Reputation: 105
I have reviewed some article about DynamoDB manyToMany relationship.
As I understand it; There should be single table and I need to use composite primary key.
For book item ; hashKey(partionKey) should be book id; and RangeKey(sortKey) should be author id; For Author item; hashKey(partionKey) should be author id; and RangeKey(sortKey) should be book id;
I have created these models;
@Data
@DynamoDBTable(tableName = "author_book_table")
public class Book {
@Id
private BookId id;
private String name;
private Integer pages;
}
@Data
@DynamoDBTable(tableName = "author_book_table")
public class Author {
@Id
private AuthorId id;
@DynamoDBAttribute
private String name;
}
Id models is like below;
@Data
public class BookId {
@DynamoDBHashKey
private String bookId;
@DynamoDBRangeKey
private String authorId;
}
@Data
public class AuthorId {
@DynamoDBHashKey
private String authorId;
@DynamoDBRangeKey
private String bookId;
}
But I can’t imagine how to use it, how to query books by Author or authors by book. What is the correct way to do it?

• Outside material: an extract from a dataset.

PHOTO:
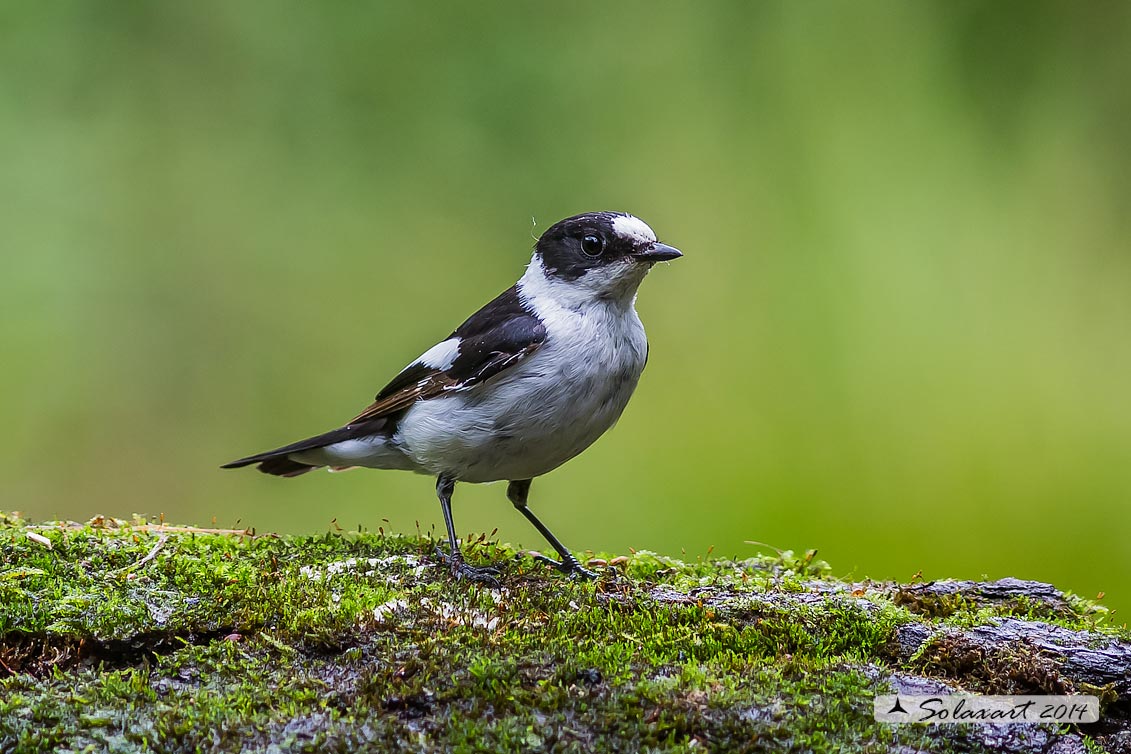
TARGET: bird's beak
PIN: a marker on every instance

I could not find any example for relationships on java. I also using Spring data dynamoDB moodule.
Upvotes: 0
Views: 831
Reputation: 30723
[side note: Are you sure the spring data dynamodb module allows you to read/write two different @Data
classes on the same table? If the answer is "no" then you will need to use two separate tables. Anyhow, the rest of my answer is not affected by that (because you can certainly do store more then one type of items in the same DDB table when using other SDKs]
There are four use cases I can think of:
(a) given the ID of an author you want to get the IDs of all books she wrote
(b) given the ID of an author you want to get the names of all books she wrote
(c) given the ID of a book you you want to get the IDs of all authors of the book
(d) given the ID of a book you you want to get the names of all authors of the book
The quick answer is that given this data model (a) and (c) can be easily achieved with a single query. However (b) and (d) cannot be achieved with a single query (see answer 1, below). However, the "right" approach in DDB is to model things differently (see answer 2, below)
Answer 1
As stated here when you do a query
on a DDB table you can give it a partition key (aka: hash key). The query will return all items with that partition key sorted by the range key. As each author item has (as a range key) a book ID this means you will get all book IDs when you pass in an author ID. Similarly, if query on a given book ID you will get all author IDs.
If you also want to get the book names (from a given author ID) you will have first to get all book IDs (as explained in the previous paragraph) and then use BatchGetItem to get the individual book items. Note that BatchGetItem
an upper limit of 100 items so you may need to do multiple BatchGetItem
calls to. (of course, this solution will also work in the other direction: book -> author, you just need to mentally replace book with author and vice-versa)
Answer 2
In DDB, and in many other NoSql databases, you can use denormalization of the data (that is duplicate the same piece of information across multiple items) to shape the data such that it is already stored in a way that fits your retrieval use cases. In here, it boildown to having a single type of items which contains both author details and book details.
@Data
@DynamoDBTable(tableName = "author_book_table")
public class Book {
@DynamoDBHashKey
@DynamoDBIndexRangeKey(globalSecondaryIndexName="ByAuthor")
private String bookId;
@DynamoDBRangeKey
@DynamoDBIndexHashKey(globalSecondaryIndexName="ByAuthor")
private String authorId;
private String bookName;
private String authorName;
private Integer pages;
}
Using this data model you can still query all authors of a book issuing a query on the book ID. The items returned by the query result will contain all author names. For the other direction (author ID -> book) you also need do to a query but this time against a global secondary index (ByAuthor
) which you need to define. In this index, the roles are reversed: the author ID is the hash key and the book ID is the range key.
The downside is that you need to update multiple records when a piece of data changes. For instance, if you need to update the name of author ID '100' from 'Alice' to 'Beth' you need to find all items with author ID '100' and update the author name there. Similarly, if you need to update the number of tables, you will need to update multiple items (if this book has three authors, there will be three items with that book ID which needs to be updated).
Important: you can issue this updates from your application/service. However, you need to be prepared to a situation where your service (or the underlying hardware) fail mid update. This is likely to result in inconsistent data (in some items the author name is 'Beth' but in some items it is still 'Alice'). Transaction can help you but they are limited to updating 25 items. if you cannot update in a single transaction you will need to take corrective measurement: for instance, you can periodically scan the DB and fix any inconsistencies you find. On top of that, you can have the service proactively check for inconsistencies in the item it fetches during its "regular" operation. If it finds an inconsistency it can launch a fix on those specific items.